Polish, Lithuanian PMs agree to revive joint education commission

Mateusz Morawiecki and Saulius Skvernelis
DELFI / Andrius Ufartas

“We both agreed that we have to resume the activities of our joint education committee,” he told reporters in Vilnius.

According to the Polish prime minister, the commission would address issues of Lithuanian schools in Poland and Polish schools in Lithuania.

Lithuanian schools in Poland are asking for more funds and are calling on the country’s authorities to deal with problems regarding Lithuanian-language textbooks.

Lithuania’s Poles, meanwhile, are concerned about the number of Polish schools in the country and a lack of Polish-language textbooks.

Morawiecki expects that the bilateral education commission will help solve these issues.

“We’ll able to speak about textbooks and about how the Lithuanian language will be taught in Poland and the Polish language in Lithuania,” he said.

There are currently three Lithuanian-language schools in Poland and a bilingual school.

In Lithuania, there are 50 kindergartens and pre-school groups, and 76 general education schools where Polish is the main teaching language or one of the teaching languages.
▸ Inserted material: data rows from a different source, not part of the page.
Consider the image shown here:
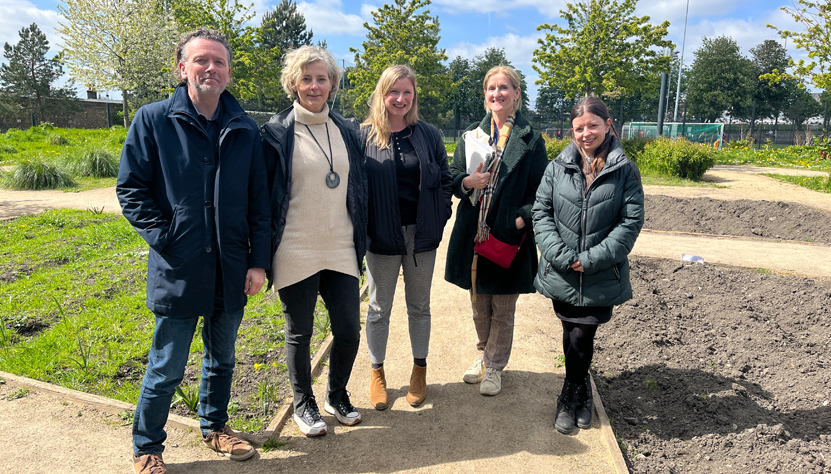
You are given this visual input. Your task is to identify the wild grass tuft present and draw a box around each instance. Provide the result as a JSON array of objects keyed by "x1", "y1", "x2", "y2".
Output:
[
  {"x1": 1, "y1": 158, "x2": 75, "y2": 190},
  {"x1": 62, "y1": 149, "x2": 119, "y2": 178},
  {"x1": 47, "y1": 134, "x2": 69, "y2": 146}
]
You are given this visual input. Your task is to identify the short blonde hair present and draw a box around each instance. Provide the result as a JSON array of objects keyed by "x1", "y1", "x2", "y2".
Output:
[
  {"x1": 361, "y1": 65, "x2": 419, "y2": 150},
  {"x1": 280, "y1": 45, "x2": 341, "y2": 101},
  {"x1": 482, "y1": 65, "x2": 522, "y2": 113}
]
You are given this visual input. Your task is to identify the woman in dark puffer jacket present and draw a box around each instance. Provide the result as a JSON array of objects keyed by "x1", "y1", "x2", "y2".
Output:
[{"x1": 533, "y1": 97, "x2": 644, "y2": 435}]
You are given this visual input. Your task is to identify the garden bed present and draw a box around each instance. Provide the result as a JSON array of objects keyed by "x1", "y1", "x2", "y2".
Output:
[{"x1": 596, "y1": 194, "x2": 831, "y2": 473}]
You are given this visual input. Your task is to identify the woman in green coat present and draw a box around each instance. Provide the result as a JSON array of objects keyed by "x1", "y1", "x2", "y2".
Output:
[
  {"x1": 532, "y1": 97, "x2": 644, "y2": 434},
  {"x1": 445, "y1": 65, "x2": 548, "y2": 397}
]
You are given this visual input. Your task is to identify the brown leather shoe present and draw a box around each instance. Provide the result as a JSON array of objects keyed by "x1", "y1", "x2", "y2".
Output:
[
  {"x1": 202, "y1": 425, "x2": 256, "y2": 461},
  {"x1": 406, "y1": 364, "x2": 427, "y2": 407},
  {"x1": 370, "y1": 366, "x2": 388, "y2": 410},
  {"x1": 133, "y1": 453, "x2": 167, "y2": 474}
]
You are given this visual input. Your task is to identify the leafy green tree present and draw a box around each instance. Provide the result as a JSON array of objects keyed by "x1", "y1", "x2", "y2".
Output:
[
  {"x1": 349, "y1": 0, "x2": 451, "y2": 123},
  {"x1": 535, "y1": 83, "x2": 569, "y2": 128},
  {"x1": 783, "y1": 82, "x2": 823, "y2": 130},
  {"x1": 685, "y1": 36, "x2": 755, "y2": 122},
  {"x1": 750, "y1": 40, "x2": 791, "y2": 121},
  {"x1": 0, "y1": 23, "x2": 80, "y2": 123},
  {"x1": 171, "y1": 0, "x2": 281, "y2": 102},
  {"x1": 58, "y1": 0, "x2": 178, "y2": 126},
  {"x1": 260, "y1": 0, "x2": 313, "y2": 54},
  {"x1": 766, "y1": 0, "x2": 831, "y2": 90},
  {"x1": 533, "y1": 0, "x2": 673, "y2": 99}
]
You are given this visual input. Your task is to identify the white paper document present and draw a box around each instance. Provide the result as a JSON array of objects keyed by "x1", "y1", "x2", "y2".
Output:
[{"x1": 462, "y1": 131, "x2": 493, "y2": 175}]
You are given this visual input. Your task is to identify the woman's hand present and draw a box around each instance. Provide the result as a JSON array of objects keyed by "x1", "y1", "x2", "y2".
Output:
[
  {"x1": 570, "y1": 260, "x2": 584, "y2": 272},
  {"x1": 515, "y1": 216, "x2": 525, "y2": 229},
  {"x1": 462, "y1": 162, "x2": 491, "y2": 190}
]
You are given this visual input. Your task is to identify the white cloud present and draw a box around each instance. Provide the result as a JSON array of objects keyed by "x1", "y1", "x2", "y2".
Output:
[
  {"x1": 0, "y1": 0, "x2": 62, "y2": 51},
  {"x1": 296, "y1": 0, "x2": 368, "y2": 36},
  {"x1": 447, "y1": 32, "x2": 544, "y2": 69}
]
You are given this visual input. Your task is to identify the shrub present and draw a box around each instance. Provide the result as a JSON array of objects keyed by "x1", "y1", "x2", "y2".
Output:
[
  {"x1": 638, "y1": 137, "x2": 716, "y2": 180},
  {"x1": 47, "y1": 134, "x2": 69, "y2": 146},
  {"x1": 0, "y1": 144, "x2": 17, "y2": 154},
  {"x1": 1, "y1": 159, "x2": 75, "y2": 190},
  {"x1": 620, "y1": 137, "x2": 653, "y2": 163},
  {"x1": 544, "y1": 135, "x2": 571, "y2": 161},
  {"x1": 62, "y1": 149, "x2": 119, "y2": 178}
]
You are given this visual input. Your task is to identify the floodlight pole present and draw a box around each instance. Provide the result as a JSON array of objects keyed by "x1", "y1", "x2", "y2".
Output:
[{"x1": 673, "y1": 0, "x2": 690, "y2": 121}]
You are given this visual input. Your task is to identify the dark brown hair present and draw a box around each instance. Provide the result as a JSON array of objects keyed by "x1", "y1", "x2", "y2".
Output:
[
  {"x1": 570, "y1": 97, "x2": 617, "y2": 163},
  {"x1": 174, "y1": 28, "x2": 233, "y2": 82}
]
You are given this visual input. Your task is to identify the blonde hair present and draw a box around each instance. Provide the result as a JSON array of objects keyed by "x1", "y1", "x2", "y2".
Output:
[
  {"x1": 361, "y1": 65, "x2": 419, "y2": 150},
  {"x1": 280, "y1": 45, "x2": 341, "y2": 101},
  {"x1": 482, "y1": 65, "x2": 522, "y2": 113}
]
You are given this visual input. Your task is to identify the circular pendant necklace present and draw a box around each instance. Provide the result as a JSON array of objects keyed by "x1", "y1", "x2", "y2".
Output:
[{"x1": 304, "y1": 122, "x2": 340, "y2": 188}]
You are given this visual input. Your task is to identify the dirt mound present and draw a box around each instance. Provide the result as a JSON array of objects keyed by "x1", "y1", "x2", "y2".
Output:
[
  {"x1": 645, "y1": 195, "x2": 831, "y2": 243},
  {"x1": 595, "y1": 256, "x2": 831, "y2": 473}
]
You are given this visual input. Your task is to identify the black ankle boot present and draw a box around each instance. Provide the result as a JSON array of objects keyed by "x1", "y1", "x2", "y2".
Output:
[
  {"x1": 575, "y1": 375, "x2": 594, "y2": 429},
  {"x1": 554, "y1": 379, "x2": 577, "y2": 434}
]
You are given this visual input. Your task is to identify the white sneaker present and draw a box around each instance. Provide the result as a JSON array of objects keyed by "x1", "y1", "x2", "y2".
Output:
[
  {"x1": 480, "y1": 368, "x2": 502, "y2": 396},
  {"x1": 462, "y1": 356, "x2": 485, "y2": 384},
  {"x1": 293, "y1": 397, "x2": 327, "y2": 437},
  {"x1": 324, "y1": 396, "x2": 362, "y2": 426}
]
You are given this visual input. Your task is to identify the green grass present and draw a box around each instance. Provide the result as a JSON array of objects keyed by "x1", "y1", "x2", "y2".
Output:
[
  {"x1": 0, "y1": 125, "x2": 126, "y2": 167},
  {"x1": 761, "y1": 173, "x2": 831, "y2": 193},
  {"x1": 0, "y1": 125, "x2": 126, "y2": 190},
  {"x1": 716, "y1": 144, "x2": 831, "y2": 172},
  {"x1": 0, "y1": 209, "x2": 285, "y2": 405}
]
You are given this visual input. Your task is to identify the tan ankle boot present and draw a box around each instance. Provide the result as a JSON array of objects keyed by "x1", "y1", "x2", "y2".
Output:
[
  {"x1": 406, "y1": 364, "x2": 427, "y2": 407},
  {"x1": 370, "y1": 366, "x2": 388, "y2": 410}
]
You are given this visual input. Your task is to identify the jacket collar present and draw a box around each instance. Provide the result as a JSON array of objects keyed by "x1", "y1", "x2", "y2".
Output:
[
  {"x1": 168, "y1": 83, "x2": 247, "y2": 129},
  {"x1": 476, "y1": 111, "x2": 533, "y2": 175}
]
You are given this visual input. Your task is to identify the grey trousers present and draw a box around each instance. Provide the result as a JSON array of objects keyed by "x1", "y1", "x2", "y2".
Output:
[
  {"x1": 471, "y1": 293, "x2": 520, "y2": 371},
  {"x1": 366, "y1": 225, "x2": 437, "y2": 364}
]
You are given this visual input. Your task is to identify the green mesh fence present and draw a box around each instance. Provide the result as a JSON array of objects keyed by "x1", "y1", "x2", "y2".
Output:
[{"x1": 627, "y1": 122, "x2": 725, "y2": 149}]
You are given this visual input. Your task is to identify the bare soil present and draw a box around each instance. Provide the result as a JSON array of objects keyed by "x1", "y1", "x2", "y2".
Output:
[{"x1": 598, "y1": 192, "x2": 831, "y2": 473}]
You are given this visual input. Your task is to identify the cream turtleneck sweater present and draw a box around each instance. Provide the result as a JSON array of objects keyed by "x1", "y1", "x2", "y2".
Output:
[{"x1": 271, "y1": 101, "x2": 359, "y2": 290}]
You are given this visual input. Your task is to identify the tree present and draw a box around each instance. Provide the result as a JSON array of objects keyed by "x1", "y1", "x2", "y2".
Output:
[
  {"x1": 750, "y1": 40, "x2": 791, "y2": 121},
  {"x1": 767, "y1": 0, "x2": 831, "y2": 90},
  {"x1": 532, "y1": 0, "x2": 673, "y2": 99},
  {"x1": 685, "y1": 36, "x2": 755, "y2": 122},
  {"x1": 0, "y1": 23, "x2": 79, "y2": 123},
  {"x1": 783, "y1": 82, "x2": 823, "y2": 130},
  {"x1": 58, "y1": 0, "x2": 178, "y2": 127},
  {"x1": 349, "y1": 0, "x2": 452, "y2": 123},
  {"x1": 535, "y1": 83, "x2": 569, "y2": 129},
  {"x1": 260, "y1": 0, "x2": 313, "y2": 55}
]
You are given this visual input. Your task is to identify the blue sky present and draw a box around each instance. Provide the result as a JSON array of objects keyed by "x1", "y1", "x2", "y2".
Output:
[{"x1": 0, "y1": 0, "x2": 806, "y2": 107}]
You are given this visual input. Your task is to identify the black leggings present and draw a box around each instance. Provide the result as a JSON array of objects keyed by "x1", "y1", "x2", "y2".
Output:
[{"x1": 561, "y1": 321, "x2": 599, "y2": 384}]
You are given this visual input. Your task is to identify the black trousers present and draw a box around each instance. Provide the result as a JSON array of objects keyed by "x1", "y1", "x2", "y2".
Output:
[{"x1": 278, "y1": 270, "x2": 361, "y2": 411}]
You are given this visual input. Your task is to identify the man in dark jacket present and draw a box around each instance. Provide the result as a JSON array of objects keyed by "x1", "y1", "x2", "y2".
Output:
[{"x1": 117, "y1": 28, "x2": 270, "y2": 474}]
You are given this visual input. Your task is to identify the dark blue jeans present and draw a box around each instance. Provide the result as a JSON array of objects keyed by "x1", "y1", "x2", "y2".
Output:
[
  {"x1": 132, "y1": 297, "x2": 243, "y2": 455},
  {"x1": 278, "y1": 270, "x2": 361, "y2": 413}
]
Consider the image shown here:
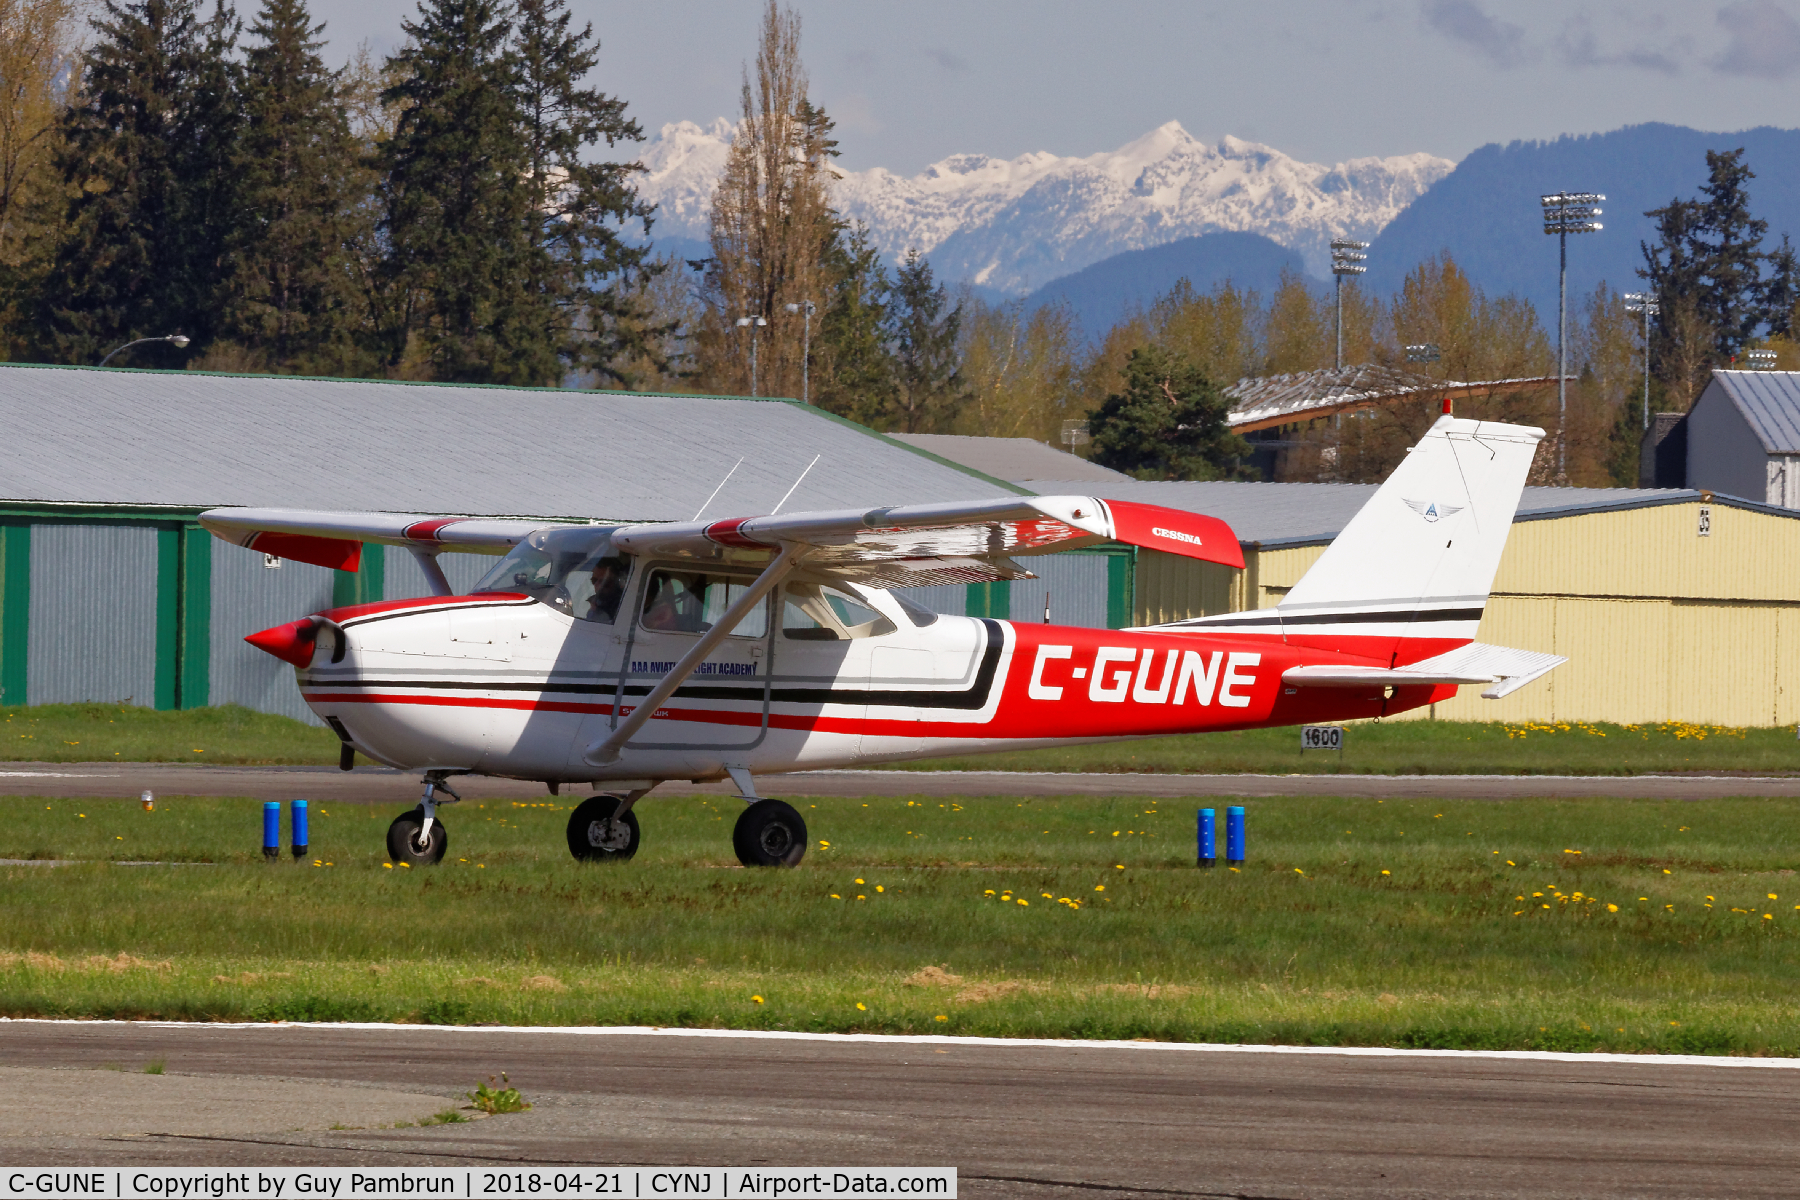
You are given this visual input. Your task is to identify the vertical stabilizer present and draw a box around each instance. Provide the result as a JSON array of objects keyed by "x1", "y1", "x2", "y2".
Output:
[{"x1": 1278, "y1": 416, "x2": 1545, "y2": 663}]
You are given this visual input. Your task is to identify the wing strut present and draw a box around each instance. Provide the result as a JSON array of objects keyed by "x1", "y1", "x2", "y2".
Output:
[{"x1": 583, "y1": 545, "x2": 799, "y2": 766}]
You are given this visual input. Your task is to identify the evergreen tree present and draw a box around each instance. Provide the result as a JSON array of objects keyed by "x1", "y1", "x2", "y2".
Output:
[
  {"x1": 38, "y1": 0, "x2": 239, "y2": 365},
  {"x1": 225, "y1": 0, "x2": 368, "y2": 371},
  {"x1": 512, "y1": 0, "x2": 655, "y2": 386},
  {"x1": 1763, "y1": 234, "x2": 1798, "y2": 339},
  {"x1": 883, "y1": 248, "x2": 962, "y2": 433},
  {"x1": 1691, "y1": 148, "x2": 1768, "y2": 358},
  {"x1": 811, "y1": 220, "x2": 891, "y2": 424},
  {"x1": 1088, "y1": 345, "x2": 1249, "y2": 481},
  {"x1": 379, "y1": 0, "x2": 531, "y2": 382}
]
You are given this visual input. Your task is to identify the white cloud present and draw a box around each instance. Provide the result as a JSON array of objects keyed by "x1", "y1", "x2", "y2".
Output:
[
  {"x1": 1420, "y1": 0, "x2": 1533, "y2": 68},
  {"x1": 1713, "y1": 0, "x2": 1800, "y2": 79}
]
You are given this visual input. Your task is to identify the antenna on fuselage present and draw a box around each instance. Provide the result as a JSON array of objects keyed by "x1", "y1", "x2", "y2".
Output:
[
  {"x1": 771, "y1": 454, "x2": 821, "y2": 515},
  {"x1": 691, "y1": 457, "x2": 744, "y2": 522}
]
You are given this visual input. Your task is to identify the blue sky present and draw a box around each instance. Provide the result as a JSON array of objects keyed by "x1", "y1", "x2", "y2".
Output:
[{"x1": 300, "y1": 0, "x2": 1800, "y2": 171}]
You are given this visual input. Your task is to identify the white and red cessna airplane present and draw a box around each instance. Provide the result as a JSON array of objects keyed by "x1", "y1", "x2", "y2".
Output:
[{"x1": 204, "y1": 415, "x2": 1563, "y2": 867}]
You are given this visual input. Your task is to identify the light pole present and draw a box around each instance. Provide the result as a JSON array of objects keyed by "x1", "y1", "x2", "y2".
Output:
[
  {"x1": 734, "y1": 315, "x2": 768, "y2": 396},
  {"x1": 1624, "y1": 292, "x2": 1659, "y2": 432},
  {"x1": 784, "y1": 300, "x2": 816, "y2": 404},
  {"x1": 98, "y1": 333, "x2": 190, "y2": 367},
  {"x1": 1542, "y1": 192, "x2": 1604, "y2": 481},
  {"x1": 1330, "y1": 239, "x2": 1368, "y2": 370}
]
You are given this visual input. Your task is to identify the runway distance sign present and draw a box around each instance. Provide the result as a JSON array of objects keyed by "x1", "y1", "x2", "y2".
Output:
[
  {"x1": 1, "y1": 1169, "x2": 957, "y2": 1200},
  {"x1": 1300, "y1": 725, "x2": 1344, "y2": 751}
]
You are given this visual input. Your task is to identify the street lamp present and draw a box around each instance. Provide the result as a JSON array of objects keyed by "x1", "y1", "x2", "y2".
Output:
[
  {"x1": 98, "y1": 333, "x2": 190, "y2": 367},
  {"x1": 1623, "y1": 292, "x2": 1660, "y2": 432},
  {"x1": 1330, "y1": 238, "x2": 1368, "y2": 370},
  {"x1": 1542, "y1": 192, "x2": 1605, "y2": 481},
  {"x1": 734, "y1": 315, "x2": 768, "y2": 397},
  {"x1": 784, "y1": 300, "x2": 816, "y2": 404}
]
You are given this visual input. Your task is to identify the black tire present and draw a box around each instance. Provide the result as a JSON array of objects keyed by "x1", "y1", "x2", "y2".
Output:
[
  {"x1": 732, "y1": 799, "x2": 808, "y2": 868},
  {"x1": 567, "y1": 794, "x2": 641, "y2": 862},
  {"x1": 386, "y1": 807, "x2": 448, "y2": 865}
]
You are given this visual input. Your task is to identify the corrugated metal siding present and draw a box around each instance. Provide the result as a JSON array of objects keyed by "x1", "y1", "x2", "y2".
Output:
[
  {"x1": 384, "y1": 546, "x2": 497, "y2": 599},
  {"x1": 1668, "y1": 600, "x2": 1779, "y2": 727},
  {"x1": 27, "y1": 524, "x2": 159, "y2": 705},
  {"x1": 1133, "y1": 551, "x2": 1236, "y2": 625},
  {"x1": 209, "y1": 541, "x2": 335, "y2": 723},
  {"x1": 1012, "y1": 553, "x2": 1113, "y2": 628}
]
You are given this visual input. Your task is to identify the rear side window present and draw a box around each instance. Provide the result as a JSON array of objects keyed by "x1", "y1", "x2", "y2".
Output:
[
  {"x1": 639, "y1": 569, "x2": 768, "y2": 638},
  {"x1": 783, "y1": 583, "x2": 897, "y2": 640}
]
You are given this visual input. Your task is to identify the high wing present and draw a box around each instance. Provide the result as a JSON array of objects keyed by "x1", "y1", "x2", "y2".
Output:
[
  {"x1": 199, "y1": 495, "x2": 1244, "y2": 588},
  {"x1": 607, "y1": 495, "x2": 1243, "y2": 586}
]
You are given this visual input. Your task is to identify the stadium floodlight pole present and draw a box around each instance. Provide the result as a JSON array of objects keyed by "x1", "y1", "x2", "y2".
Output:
[
  {"x1": 1623, "y1": 292, "x2": 1660, "y2": 432},
  {"x1": 1748, "y1": 349, "x2": 1778, "y2": 371},
  {"x1": 785, "y1": 300, "x2": 816, "y2": 404},
  {"x1": 734, "y1": 315, "x2": 769, "y2": 397},
  {"x1": 98, "y1": 333, "x2": 190, "y2": 367},
  {"x1": 1542, "y1": 192, "x2": 1604, "y2": 481},
  {"x1": 1330, "y1": 238, "x2": 1368, "y2": 370}
]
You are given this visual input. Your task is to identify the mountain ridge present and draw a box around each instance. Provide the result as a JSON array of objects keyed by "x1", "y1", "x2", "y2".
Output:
[{"x1": 634, "y1": 120, "x2": 1453, "y2": 295}]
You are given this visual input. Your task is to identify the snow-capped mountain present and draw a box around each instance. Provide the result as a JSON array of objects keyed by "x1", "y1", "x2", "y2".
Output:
[{"x1": 634, "y1": 119, "x2": 1454, "y2": 295}]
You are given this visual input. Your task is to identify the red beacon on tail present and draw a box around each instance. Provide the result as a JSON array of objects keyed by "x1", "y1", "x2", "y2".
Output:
[{"x1": 209, "y1": 419, "x2": 1561, "y2": 869}]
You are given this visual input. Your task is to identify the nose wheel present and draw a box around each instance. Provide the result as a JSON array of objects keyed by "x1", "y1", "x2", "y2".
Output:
[
  {"x1": 567, "y1": 794, "x2": 641, "y2": 861},
  {"x1": 387, "y1": 807, "x2": 448, "y2": 865},
  {"x1": 733, "y1": 799, "x2": 808, "y2": 868}
]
Fifty-one of these schools have Polish as the sole teaching language.

Lithuanian politicians say that Lithuania is the only country in the world, apart from Poland, that provides people of Polish nationality with access to Polish-language education from the kindergarten to the higher school.

However, Poland had frozen top-level visits to Lithuania for the past five years, accusing Vilnius over the situation of the Polish ethnic minority. Such visits have resumed recently.

The Polish prime minister said in Vilnius that he appreciated Lithuanian Prime Minister Saulius Skvernelis‘ “openness when speaking about the problems of Lithuania’s Poles”.